Vor Monaten haben sie um einen Termin bei der Botschaft angefragt, doch bisher kam keine Antwort. "Wir haben seit vier Monaten nichts gehört", sagt Esat verbittert. "Obwohl wir alle Voraussetzungen erfüllen, genug verdienen und nachweisen können, dass wir für alle Kosten aufkommen würden."
Hoffnungsvolle Signale für einen Wiederaufbau
Auch Suzi Streckel aus Franken hat Wurzeln in Antakya, wo ihre Eltern aufwuchsen.

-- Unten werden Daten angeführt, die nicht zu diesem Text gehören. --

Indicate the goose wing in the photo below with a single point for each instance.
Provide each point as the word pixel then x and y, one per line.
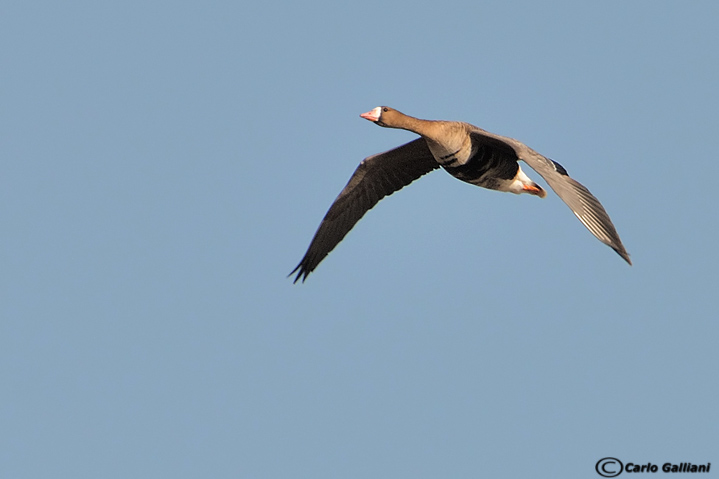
pixel 376 176
pixel 583 204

Im Oktober war sie vor Ort, um sich um die Trümmer-Immobilien ihrer Eltern zu kümmern. "Ich habe eine Stadt vorgefunden, die lebendiger war, als ich es erwartet habe", sagt sie. In den Außenbezirken seien Containersiedlungen entstanden, dort hätten sich auch Geschäfte eingerichtet. Sie sehe viel Hoffnung für einen Wiederaufbau. "Die Menschen sind zurück, sie nehmen ihr Schicksal an und tun alles, um dort wieder eine Zukunft zu haben." Im Lauf der Geschichte ist die stolze Stadt Antakya bereits mehrmals wieder aufgebaut worden.
"Wir Antakyaner haben einen besonderen Spirit, sind weltoffen und haben unsere Vielfalt immer zelebriert", sagt Suzi Streckel. Und auch sie selbst hat nach dem Erdbeben alle Hebel in Bewegung gesetzt. 25.000 Euro hat sie in ihrer Heimatstadt Gunzenhausen für die Erdbebenregion aufgetrieben, durch mehrere Spendenaktionen und eine Benefiz-Gala. "Das ist die höchste Spendensumme, die jemals in Gunzenhausen zusammengekommen ist", sagt sie stolz.
Wiederaufbau: niedrigere Häuser als bisher
Bei einem befreundeten Stadtplaner habe sie im Oktober die Planungen für einen Wiederaufbau der Stadt Antakya einsehen können. Wegen der Erdbebengefahr werden künftig nur noch dreistöckige Häuser erlaubt sein, sagt Streckel. Dabei werde es nicht einfach werden, die Besitzverhältnisse zu klären. "Wenn in einem sechsstöckigen Gebäude sechs Parteien eine Eigentumswohnung hatten, müssen die sich das aufteilen." Die rechtlichen Fragen würden erstmal vertagt, sagt sie, damit der Wiederaufbau starten kann. "Es wird zehn bis 15 Jahre dauern", so Streckel, "aber dann wird es sehr schön."